It's 57 degrees out right now, and I looked out the window a few minutes ago to see...snow! Odd, thought I: it's awfully warm. So I took a better look, and sure enough, white stuff was falling very lazily from the heavens. Really gently falling, like the first few flakes of what will become a Storm To Remember. And I've seen 50-degree temperature drops in a single day, so I don't know, maybe it is snowing.
But the sky is crystal clear.
So I went downstairs, opened the door, and confirmed what I'd already begun to suspect since standing up: fire. And fire in this neighborhood almost always comes from the same source. After standing on the porch just long enough to tarnish the smell of my clothes, I ran up to the attic room and peered out to the southwest, where to my utter lack of astonishment, I saw the perpetrators throwing their trash on a fire whose flames easily reached 6' to 8' in the air.
Now, we all generally accept that fire is pretty much the mortal enemy of civilization, more so than floods, snow, or any other major element. Fire destroys without discrimination, and leaves NOTHING in its wake. So I did what I've done numerous times before: I called the police.

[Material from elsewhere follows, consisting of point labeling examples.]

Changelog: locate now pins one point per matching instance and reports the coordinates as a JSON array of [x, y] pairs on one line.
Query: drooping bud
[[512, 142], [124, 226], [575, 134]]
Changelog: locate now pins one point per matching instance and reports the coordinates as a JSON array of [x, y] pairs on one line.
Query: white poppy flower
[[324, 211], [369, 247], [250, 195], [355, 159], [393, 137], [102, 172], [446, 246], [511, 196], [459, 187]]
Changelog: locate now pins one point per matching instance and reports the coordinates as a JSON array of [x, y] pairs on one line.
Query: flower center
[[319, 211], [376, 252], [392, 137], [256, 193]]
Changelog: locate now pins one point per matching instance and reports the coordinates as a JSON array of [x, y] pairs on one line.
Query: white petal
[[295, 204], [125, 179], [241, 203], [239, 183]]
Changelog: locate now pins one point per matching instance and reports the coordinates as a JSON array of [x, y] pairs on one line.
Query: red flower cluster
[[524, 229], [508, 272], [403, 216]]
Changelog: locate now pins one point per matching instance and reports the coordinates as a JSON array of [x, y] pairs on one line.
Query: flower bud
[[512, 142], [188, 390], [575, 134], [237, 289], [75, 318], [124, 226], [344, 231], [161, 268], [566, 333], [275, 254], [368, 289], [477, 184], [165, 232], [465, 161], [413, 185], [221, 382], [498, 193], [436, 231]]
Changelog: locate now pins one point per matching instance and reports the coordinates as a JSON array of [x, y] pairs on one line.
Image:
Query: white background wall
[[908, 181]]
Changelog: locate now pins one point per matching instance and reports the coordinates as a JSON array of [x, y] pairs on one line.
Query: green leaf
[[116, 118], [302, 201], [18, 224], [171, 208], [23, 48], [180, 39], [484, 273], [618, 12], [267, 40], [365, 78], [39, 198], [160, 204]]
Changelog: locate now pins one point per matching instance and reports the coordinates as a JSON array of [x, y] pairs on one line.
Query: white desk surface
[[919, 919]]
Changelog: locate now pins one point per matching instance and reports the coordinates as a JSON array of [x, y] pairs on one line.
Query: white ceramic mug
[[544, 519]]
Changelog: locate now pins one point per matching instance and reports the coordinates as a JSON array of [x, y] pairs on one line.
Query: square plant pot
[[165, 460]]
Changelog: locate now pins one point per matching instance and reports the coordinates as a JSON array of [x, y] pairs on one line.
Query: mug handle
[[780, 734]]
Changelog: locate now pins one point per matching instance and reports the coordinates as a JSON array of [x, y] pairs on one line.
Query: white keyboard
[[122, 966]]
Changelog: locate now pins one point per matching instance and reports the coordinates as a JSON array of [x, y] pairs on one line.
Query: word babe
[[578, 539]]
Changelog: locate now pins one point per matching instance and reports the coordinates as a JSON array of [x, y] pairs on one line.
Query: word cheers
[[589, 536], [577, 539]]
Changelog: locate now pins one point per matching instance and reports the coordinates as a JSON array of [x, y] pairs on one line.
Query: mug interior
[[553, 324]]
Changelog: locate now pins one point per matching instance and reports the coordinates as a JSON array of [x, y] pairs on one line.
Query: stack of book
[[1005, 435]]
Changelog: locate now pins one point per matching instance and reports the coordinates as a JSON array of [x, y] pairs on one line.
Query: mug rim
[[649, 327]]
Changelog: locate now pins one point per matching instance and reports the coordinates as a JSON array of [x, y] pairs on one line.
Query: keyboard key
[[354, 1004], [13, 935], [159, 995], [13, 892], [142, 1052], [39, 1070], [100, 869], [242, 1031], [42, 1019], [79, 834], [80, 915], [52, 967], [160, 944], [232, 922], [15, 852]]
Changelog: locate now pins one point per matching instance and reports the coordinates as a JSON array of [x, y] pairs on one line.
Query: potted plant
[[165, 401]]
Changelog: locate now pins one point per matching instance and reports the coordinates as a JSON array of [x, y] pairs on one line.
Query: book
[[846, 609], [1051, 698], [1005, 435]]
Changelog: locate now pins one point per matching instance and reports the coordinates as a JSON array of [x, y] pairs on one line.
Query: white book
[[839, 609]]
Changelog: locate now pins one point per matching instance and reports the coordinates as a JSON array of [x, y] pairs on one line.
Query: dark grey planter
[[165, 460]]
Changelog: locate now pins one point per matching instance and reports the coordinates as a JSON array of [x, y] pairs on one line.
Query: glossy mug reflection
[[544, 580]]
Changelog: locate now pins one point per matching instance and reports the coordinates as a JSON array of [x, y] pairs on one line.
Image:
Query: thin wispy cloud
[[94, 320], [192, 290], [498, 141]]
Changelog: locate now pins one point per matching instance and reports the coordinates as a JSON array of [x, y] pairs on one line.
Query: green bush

When I explained that these wondrous folks were disposing of their trash on the pyre, the operator didn't pause a second before saying "I'll send the fire department." Burning trash is a big no-no in Henrico County.
Seeing as how this is probably the 4th or 5th time I've had to get the fire department dispatched to that house, the owners have become clever. The truck showed up, I pointed them around the corner to the fire, and the folks doing the burning said they were "cooking". Turns out if you have food and say you're cooking, you can burn all day long without consequence. As long as your trash isn't sitting in a big pile right next to the fire.
So my neighbors are cooking cardboard boxes for dinner tonight. I wonder if I'll get an invitation.